Ela também negou que haja qualquer previsão de aumento de impostos neste ano. "Não há previsão ou decisão sobre aumento de tributos. Isso é uma decisão de governo que depende da reavaliação que fazemos bimestralmente nas receitas e despesas", concluiu.

RRF

A secretária do Tesouro Nacional avaliou que órgão irá aguardar o fim da tramitação do Regime de Recuperação Fiscal (RRF) dos Estados no Congresso para se posicionar sobre as mudanças no projeto. Ela não quis comentar a retirada pela Câmara dos Deputados da exigência de aumento da contribuição previdência dos servidores estaduais.

"O RRF precisa ser um instrumento para alcançar o reequilíbrio fiscal dos entes em calamidade financeira", limitou-se a responder. "Vamos aguardar o fim das votações para fazer as contas", disse.

DIVIDENDOS

Ana Paula também avaliou que a previsão de pagamento de dividendos ficou maior em 2017 devido ao resultado financeiro das companhias públicas. "Também vamos recolher cerca de R$ 2 bilhões em dividendos decorrentes das operações da venda de ativos", afirmou. A previsão do governo para as receitas com dividendos e participações neste ano é de R$ 9,4 bilhões.

TETO DE GASTOS

A secretária do Tesouro Nacional disse não enxergar riscos de que outros órgãos e poderes ultrapassem os limites do teto de gastos em 2017, já considerando o espaço da compensação que o governo federal pode fazer nos três primeiros anos de vigência da medida. 

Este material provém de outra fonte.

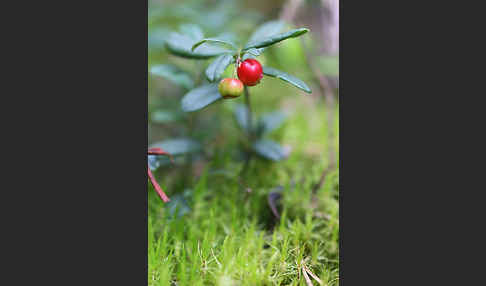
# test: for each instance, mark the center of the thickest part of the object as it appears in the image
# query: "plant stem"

"Acreditamos que esse limite que foi dado será suficiente para as compensações iniciais. Mas é importante que monitoremos todos juntos o cumprimento dessa regra importante para a consolidação fiscal do País", completou.

PREVIDÊNCIA

A reforma da Previdência, segundo avaliação da secretária, é um conjunto de medidas mais complexo que o teto de gastos aprovado no ano passado pelo Congresso. Ela considerou natural que o debate sobre a reforma no Congresso leve mais tempo.

"O teto de gastos era uma regra, mas a Previdência são várias regras. É importante que a sociedade seja convencida e entenda esse processo, e é importante que os parlamentares façam esse debate", analisou.

BNDES

A secretária do Tesouro Nacional disse ainda que a projeção para o custo dos subsídios implícitos ao órgão nos empréstimos do BNDES para 2018 é de R$ 10,7 bilhões, mas essa estimativa não considera a repactuação dos contratos do Tesouro com o banco de fomento. Com a repactuação, esse custo deverá ser menor no próximo ano.

Até o fim deste ano, todos os contratos entre Tesouro e BDNES deixarão de usar a Taxa de Juros de Longo Prazo (TJLP) para adotar a Taxa de Longo Prazo (TLP), que entra em vigor em 1º de janeiro de 2018. 

Com a nova taxa, a expectativa do Tesouro é de que o custo dos subsídios implícitos chegue a zero em até cinco anos.

O secretário-adjunto do Tesouro, Otávio Ladeira, explicou que a repactuação dos contratos ao longo tempo proporcionará pagamentos do BNDES ao Tesouro mais aderentes ao "mix" de remunerações dos recursos do banco, que envolverá TJLP, TLP e Selic.

Ele explicou ainda que os recursos do FAT e do Fundo da Marinha Mercante emprestados pelo BNDES não precisam de repactuação e passarão a ser remunerados pela TLP conforme a renovação do estoque desses contratos.

Ana Paula esclareceu ainda que a repactuação vale apenas entre o BNDES e o Tesouro. Já os contratos de empréstimos firmados entre o BNDES e as empresas até 31 de dezembro deste ano continuarão corrigidos pela TJLP. Apenas os novos financiamentos ao setor produtivo a partir de 1º de janeiro serão calculados com a TLP.

Questionada sobre a possibilidade de uma nova devolução antecipada de recursos do BNDES à União, Ana Paula respondeu apenas que essa é uma decisão do banco de fomento e não do Tesouro. No fim do ano passado, o banco de fomento devolveu R$ 100 bilhões ao Tesouro.